Wednesday of the Twenty-eighth Week in Ordinary Time
Students of Homer who have spent glorious hours pondering over the Iliad recall the consequences of an unbalanced life. For the Greeks, everyman (the work was written in less aware times) strove for a virtue called areté which is best understood as the striving for excellence and moral virtue. Greatness, however, should be seen in acts, not in words and the Greeks believed in a power in the universe that leveled those who bragged and publicized their inflated abilities. This bragging was called hubris and too much hubris got you nemesis, which in Greek terms meant that someone in your family (usually your wife or son) killed you by the end of the story. So the Greek ideal was to run the Marathon, swim part of the Aegean, and then pick up the kids from day care and afterwards comment that you could have done better in the race.

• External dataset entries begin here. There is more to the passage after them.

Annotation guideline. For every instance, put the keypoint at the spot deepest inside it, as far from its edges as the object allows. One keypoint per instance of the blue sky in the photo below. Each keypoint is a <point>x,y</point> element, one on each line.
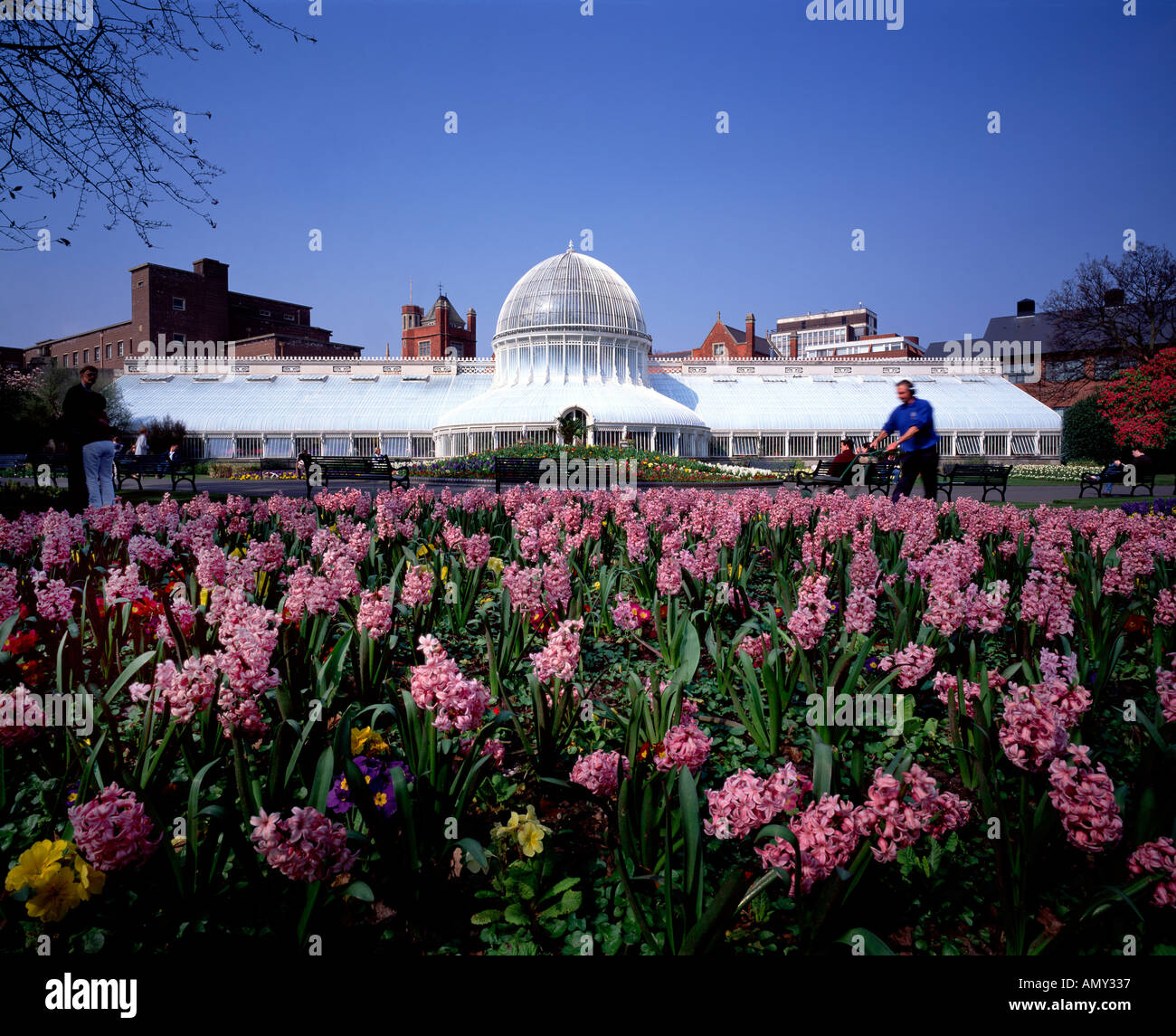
<point>608,122</point>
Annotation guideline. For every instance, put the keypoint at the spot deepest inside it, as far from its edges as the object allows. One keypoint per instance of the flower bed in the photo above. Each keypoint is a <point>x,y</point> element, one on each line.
<point>563,723</point>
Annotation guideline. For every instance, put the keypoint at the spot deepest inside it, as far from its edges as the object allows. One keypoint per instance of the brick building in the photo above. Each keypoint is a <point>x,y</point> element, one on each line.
<point>798,337</point>
<point>724,340</point>
<point>177,306</point>
<point>439,333</point>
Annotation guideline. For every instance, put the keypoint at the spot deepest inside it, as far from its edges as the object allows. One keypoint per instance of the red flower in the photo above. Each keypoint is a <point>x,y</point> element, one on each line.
<point>20,642</point>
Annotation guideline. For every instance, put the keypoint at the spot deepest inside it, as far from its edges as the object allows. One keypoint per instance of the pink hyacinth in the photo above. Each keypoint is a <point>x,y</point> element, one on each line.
<point>304,847</point>
<point>149,552</point>
<point>624,614</point>
<point>1165,688</point>
<point>477,549</point>
<point>375,613</point>
<point>187,690</point>
<point>755,648</point>
<point>669,575</point>
<point>20,717</point>
<point>897,813</point>
<point>598,772</point>
<point>827,838</point>
<point>1085,796</point>
<point>1046,601</point>
<point>914,662</point>
<point>747,803</point>
<point>418,585</point>
<point>124,584</point>
<point>561,655</point>
<point>54,600</point>
<point>861,607</point>
<point>525,585</point>
<point>808,621</point>
<point>1156,858</point>
<point>685,745</point>
<point>439,687</point>
<point>112,831</point>
<point>1033,733</point>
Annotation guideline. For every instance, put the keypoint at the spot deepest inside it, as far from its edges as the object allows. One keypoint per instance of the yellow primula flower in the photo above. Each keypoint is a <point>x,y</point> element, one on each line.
<point>530,839</point>
<point>365,741</point>
<point>90,879</point>
<point>55,896</point>
<point>35,864</point>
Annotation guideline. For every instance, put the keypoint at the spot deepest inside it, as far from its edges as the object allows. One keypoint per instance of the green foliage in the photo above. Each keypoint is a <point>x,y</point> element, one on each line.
<point>1086,432</point>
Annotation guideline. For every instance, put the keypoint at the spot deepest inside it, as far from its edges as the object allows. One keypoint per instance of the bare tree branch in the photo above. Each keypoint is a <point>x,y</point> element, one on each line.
<point>77,117</point>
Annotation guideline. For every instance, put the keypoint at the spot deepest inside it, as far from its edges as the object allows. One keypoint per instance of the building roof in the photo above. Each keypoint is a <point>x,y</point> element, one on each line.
<point>606,403</point>
<point>573,291</point>
<point>399,403</point>
<point>454,317</point>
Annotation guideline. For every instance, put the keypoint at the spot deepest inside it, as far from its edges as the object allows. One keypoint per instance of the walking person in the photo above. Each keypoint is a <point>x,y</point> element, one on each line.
<point>90,447</point>
<point>914,420</point>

In today’s readings Jesus lets those who speak highly of themselves or take the best places know that the only ones fooled by such hubris are themselves. “Woe to you” Jesus says of those who claim a superior moral virtue because of pious actions. As we read in the first reading from Romans
…for the day of wrath and revelation
of the just judgment of God,
who will repay everyone according to his works,
eternal life to those who seek glory, honor, and immortality
through perseverance in good works,
but wrath and fury to those who selfishly disobey the truth
and obey wickedness.
So, as Paul says for either Greek or Jew, it is just best to allow virtue to dispense her awards in her own good time and not worry about paying for publicity about the greatness of one’s actions.